Bees can sometimes get lost returning to their home and use shapes and colors painted on the outside of their hives as a guide. Returning to their home hive helps maintain hygiene and limits hive-to-hive spread of possible infection or disease.
Colonies of bees were picked up May 1 from Autumn Morning Farm Beekeeping Supply in Barre, Massachusetts, and installed in the hives the following day. This summer, Wallner will teach some senior students from Nashoba Valley Technical High School (NVTHS) about how honeybees contribute to environmental and agricultural sustainability. NVTHS students working on a sustainability project will help film Wallner’s creation of educational modules on beekeeping for veterinary professionals.
“The modules intend to guide veterinarians to see insects as patients, not pests,” she explains.
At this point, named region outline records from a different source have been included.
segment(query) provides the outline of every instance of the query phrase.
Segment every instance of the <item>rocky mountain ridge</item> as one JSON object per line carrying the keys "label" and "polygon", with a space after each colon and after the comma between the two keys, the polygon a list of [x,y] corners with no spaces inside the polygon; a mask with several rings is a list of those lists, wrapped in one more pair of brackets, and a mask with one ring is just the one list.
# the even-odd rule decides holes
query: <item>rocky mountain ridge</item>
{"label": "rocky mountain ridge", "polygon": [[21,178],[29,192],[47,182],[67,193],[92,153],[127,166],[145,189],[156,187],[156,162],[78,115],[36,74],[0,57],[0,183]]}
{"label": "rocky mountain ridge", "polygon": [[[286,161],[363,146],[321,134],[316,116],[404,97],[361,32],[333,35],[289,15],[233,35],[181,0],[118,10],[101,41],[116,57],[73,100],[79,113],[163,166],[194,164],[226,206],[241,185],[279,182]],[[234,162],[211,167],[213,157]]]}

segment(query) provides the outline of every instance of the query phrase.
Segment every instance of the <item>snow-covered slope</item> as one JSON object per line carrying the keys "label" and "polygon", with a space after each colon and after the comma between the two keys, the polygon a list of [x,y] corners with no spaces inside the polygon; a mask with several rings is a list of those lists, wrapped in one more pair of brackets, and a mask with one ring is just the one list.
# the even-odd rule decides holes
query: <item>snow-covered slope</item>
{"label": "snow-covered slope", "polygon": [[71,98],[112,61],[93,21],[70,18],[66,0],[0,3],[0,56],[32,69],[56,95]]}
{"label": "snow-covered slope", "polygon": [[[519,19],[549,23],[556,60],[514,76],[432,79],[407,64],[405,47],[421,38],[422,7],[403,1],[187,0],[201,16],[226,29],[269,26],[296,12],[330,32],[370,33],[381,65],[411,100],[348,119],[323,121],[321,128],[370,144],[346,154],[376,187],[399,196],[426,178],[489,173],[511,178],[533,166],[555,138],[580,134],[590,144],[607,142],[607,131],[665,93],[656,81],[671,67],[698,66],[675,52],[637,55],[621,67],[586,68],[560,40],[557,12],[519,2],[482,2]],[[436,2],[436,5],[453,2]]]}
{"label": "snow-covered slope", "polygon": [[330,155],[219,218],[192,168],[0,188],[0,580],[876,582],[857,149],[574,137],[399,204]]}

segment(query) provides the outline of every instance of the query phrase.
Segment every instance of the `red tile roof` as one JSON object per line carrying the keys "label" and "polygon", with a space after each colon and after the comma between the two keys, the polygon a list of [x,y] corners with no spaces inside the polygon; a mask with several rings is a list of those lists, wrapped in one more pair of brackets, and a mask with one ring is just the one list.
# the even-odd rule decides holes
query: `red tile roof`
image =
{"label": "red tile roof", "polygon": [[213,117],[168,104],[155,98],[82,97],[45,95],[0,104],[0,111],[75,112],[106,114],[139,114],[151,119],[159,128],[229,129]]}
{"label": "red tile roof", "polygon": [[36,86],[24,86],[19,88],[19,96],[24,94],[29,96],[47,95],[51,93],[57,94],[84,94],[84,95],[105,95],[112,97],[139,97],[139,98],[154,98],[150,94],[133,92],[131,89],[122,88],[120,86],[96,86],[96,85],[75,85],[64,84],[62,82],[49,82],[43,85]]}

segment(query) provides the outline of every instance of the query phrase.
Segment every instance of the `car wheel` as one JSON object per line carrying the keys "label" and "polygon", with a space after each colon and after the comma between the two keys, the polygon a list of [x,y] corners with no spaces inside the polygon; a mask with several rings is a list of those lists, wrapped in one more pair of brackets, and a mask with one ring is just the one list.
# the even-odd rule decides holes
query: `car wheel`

With two years remaining before she graduates, Wallner hopes to eventually arrange with the AVMA to update its curriculum standards to include honeybee instruction, however, her first goal is to reactivate the campus hives so students can learn about bees this fall.
“I hope to incorporate this as an extracurricular club for students to get involved on their own time without worrying about grades,” she explains. “Insects and bugs are really scary to a lot of people and we’re going to show them that bees are often gentle and docile.”
The hives will be led by locally bred queens, a critical component of hive management, which is regionally dependent like most farming and agricultural initiatives, according to Wallner. As for the workers, “we have Italians [a breed of bee] to fill the hives … they’re very gentle, infrequently swarm, and make lots of honey.”
This year, depending on the health of bees, she may harvest honey and other products, such as beeswax, bee pollen, propolis, and royal jelly, which can be used in alternative medicine. The program’s priority, however, is to ensure the bees have vitality and all the resources they need to survive the winter. Therefore, Wallner may wait until next fall to harvest the bee products.
Over the next two years, Wallner hopes to generate enough interest to sustain the hives after she graduates. However, in her contingency plan, she will work with either the Worcester County Beekeepers Association or the Tufts Pollinator Initiative on the Medford campus to transfer ownership, if necessary.
“I’m committed to the success of this project and hope that once we get it running it can continue for many years to come.”